As I type this, somewhere between 5,000 and 25,000 barrels of oil are gushing into the Gulf of Mexico every day. The colossal oil spill in our backyard will undoubtedly have devastating effects on nearby ecosystems and industries for years to come, but the scary part is that nobody seems to know how to stop the flow. It’s estimated that 7 to 9 million gallons of oil have already burst into our Gulf waters – just a couple million gallons away from surpassing the Exxon-Valdez oil spill in magnitude – and there is currently no end in sight. At this rate, we’ll witness the world’s largest oil spill in the next few days.

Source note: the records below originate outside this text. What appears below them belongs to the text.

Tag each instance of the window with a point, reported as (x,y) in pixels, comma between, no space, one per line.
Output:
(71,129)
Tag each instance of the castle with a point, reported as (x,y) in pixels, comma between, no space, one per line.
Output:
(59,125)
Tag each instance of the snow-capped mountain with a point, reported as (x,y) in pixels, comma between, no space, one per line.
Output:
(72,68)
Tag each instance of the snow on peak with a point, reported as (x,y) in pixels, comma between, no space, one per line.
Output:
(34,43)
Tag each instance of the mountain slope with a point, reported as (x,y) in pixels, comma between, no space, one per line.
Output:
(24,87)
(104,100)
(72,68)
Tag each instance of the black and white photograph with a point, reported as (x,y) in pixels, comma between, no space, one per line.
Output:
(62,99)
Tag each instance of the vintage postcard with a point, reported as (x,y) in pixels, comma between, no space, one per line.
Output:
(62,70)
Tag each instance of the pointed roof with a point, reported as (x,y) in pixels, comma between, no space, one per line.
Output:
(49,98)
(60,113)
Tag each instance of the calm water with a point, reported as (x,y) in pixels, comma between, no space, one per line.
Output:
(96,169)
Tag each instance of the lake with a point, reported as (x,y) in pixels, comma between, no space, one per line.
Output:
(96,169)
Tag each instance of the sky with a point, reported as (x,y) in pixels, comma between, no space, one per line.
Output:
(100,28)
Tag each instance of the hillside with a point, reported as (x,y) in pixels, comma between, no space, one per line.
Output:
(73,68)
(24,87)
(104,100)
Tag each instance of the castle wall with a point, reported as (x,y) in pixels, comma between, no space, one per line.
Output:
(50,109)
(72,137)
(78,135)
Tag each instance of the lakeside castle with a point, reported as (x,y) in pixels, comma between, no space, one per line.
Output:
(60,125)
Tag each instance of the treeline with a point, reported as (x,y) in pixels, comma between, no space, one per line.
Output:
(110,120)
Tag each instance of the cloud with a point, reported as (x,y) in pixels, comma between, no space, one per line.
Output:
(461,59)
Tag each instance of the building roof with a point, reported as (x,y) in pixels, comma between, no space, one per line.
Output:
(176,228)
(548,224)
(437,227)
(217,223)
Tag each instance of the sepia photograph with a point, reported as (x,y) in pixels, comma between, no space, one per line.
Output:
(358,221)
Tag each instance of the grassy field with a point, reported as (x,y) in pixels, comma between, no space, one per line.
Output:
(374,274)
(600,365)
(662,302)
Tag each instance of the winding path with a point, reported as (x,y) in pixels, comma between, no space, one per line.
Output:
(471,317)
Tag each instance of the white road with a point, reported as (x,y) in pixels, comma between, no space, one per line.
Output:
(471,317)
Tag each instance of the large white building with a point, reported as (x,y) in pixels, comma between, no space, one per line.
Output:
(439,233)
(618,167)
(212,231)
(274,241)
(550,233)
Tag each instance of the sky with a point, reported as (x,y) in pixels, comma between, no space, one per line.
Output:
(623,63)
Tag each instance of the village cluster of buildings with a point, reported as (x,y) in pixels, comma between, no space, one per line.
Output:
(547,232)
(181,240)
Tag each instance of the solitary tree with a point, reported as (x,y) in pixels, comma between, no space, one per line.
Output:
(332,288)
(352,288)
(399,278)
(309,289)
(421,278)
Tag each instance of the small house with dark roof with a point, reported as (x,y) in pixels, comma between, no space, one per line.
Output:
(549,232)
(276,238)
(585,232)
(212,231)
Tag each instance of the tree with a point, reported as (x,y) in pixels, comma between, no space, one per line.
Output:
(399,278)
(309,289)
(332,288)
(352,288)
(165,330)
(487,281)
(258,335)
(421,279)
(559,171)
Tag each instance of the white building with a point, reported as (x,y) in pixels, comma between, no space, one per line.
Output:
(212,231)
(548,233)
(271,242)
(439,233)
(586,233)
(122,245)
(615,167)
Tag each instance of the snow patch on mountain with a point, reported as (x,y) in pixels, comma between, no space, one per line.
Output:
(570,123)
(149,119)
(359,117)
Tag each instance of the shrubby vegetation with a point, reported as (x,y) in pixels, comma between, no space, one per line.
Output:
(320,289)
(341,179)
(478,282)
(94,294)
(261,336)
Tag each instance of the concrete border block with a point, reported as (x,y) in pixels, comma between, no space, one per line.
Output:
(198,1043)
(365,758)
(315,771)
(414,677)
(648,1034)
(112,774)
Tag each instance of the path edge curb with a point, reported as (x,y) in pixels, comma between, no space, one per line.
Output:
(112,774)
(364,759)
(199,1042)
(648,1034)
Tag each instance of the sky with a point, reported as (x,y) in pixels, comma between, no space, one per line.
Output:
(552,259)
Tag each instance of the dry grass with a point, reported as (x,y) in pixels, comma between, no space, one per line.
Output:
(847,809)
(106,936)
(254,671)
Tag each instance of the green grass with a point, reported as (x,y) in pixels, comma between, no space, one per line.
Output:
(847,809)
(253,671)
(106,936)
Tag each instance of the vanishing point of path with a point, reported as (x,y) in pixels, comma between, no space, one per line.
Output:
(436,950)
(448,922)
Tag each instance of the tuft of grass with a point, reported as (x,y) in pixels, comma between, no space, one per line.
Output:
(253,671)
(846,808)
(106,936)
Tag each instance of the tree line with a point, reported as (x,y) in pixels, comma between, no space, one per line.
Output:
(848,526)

While we scratch our heads and try to figure out how to stop multiple oil leaks 5,000 feet below the surface of the ocean, we must simultaneously find a way to clean up the oil that is oozing rapidly from BP’s faulty lines.
There are a few ways to clean up an oil spill:
- Leave the oil alone – let it dissipate naturally over a number of years. This isn’t an option in the landlocked Gulf, with its miles of coastline that would (and probably will) quickly become coated in crude oil, causing mass chaos for coastal humans and wildlife alike.
- Contain the spill with booms and collect the oil using surface-skimming equipment. The oil spill in the Gulf is getting too large to use this method – and the windy weather this week has created waves too large for skimming vessels to work efficiently.
- Burn the oil – probably our best option at this point, but there’s a huge amount of pollution involved and the smoke is thick and unpleasant. Some Gulf residents are already complaining of headaches and nausea.
- Use chemical dispersants to break up the oil into small droplets that sink to the bottom of the ocean.
When I heard that the US has dropped 1/3 of the world’s supply of dispersants (100,000 gallons) into the Gulf over the past few days, all I could think about was one of my favorite movies as a kid: The Berenstain Bears and the Messy Room. Just watch the first 2 1/2 minutes of this clip:
Using dispersants is like hiding the mess from Mom (or in this case, world citizens). Obviously BP and US Coast Guard officials never watched the film, or they would know that hiding the mess from Mom is not a sustainable solution – because when Mom finds out, she’s going to be furious, and Cleanup Round 2 will not be fun.
The dispersant method of cleaning up an oil spill appears to minimize coastal damage by relocating oil from the surface of the ocean to the bottom, but when Mom opens the closet door in a few years, the enormous mess will come spilling out. Sending oil to the bottom of the ocean damages sea grass beds and coral reefs, and the oil is inadvertently consumed by mussels and other filter feeders – many of which make up the bottom of the Gulf food chain. The chemicals in the oil (mixed with the mysterious top-secret chemicals in the dispersants) will accumulate up the food chain over time until high levels are found in species that humans like to consume.
The Gulf is one of the world’s top food-producing ecosystems. By using dispersants, we are poisoning marine organisms, ourselves, and our children. Let’s learn a lesson from the Berenstain Bears: clean the mess up correctly the first time, so you won’t have to do it again later.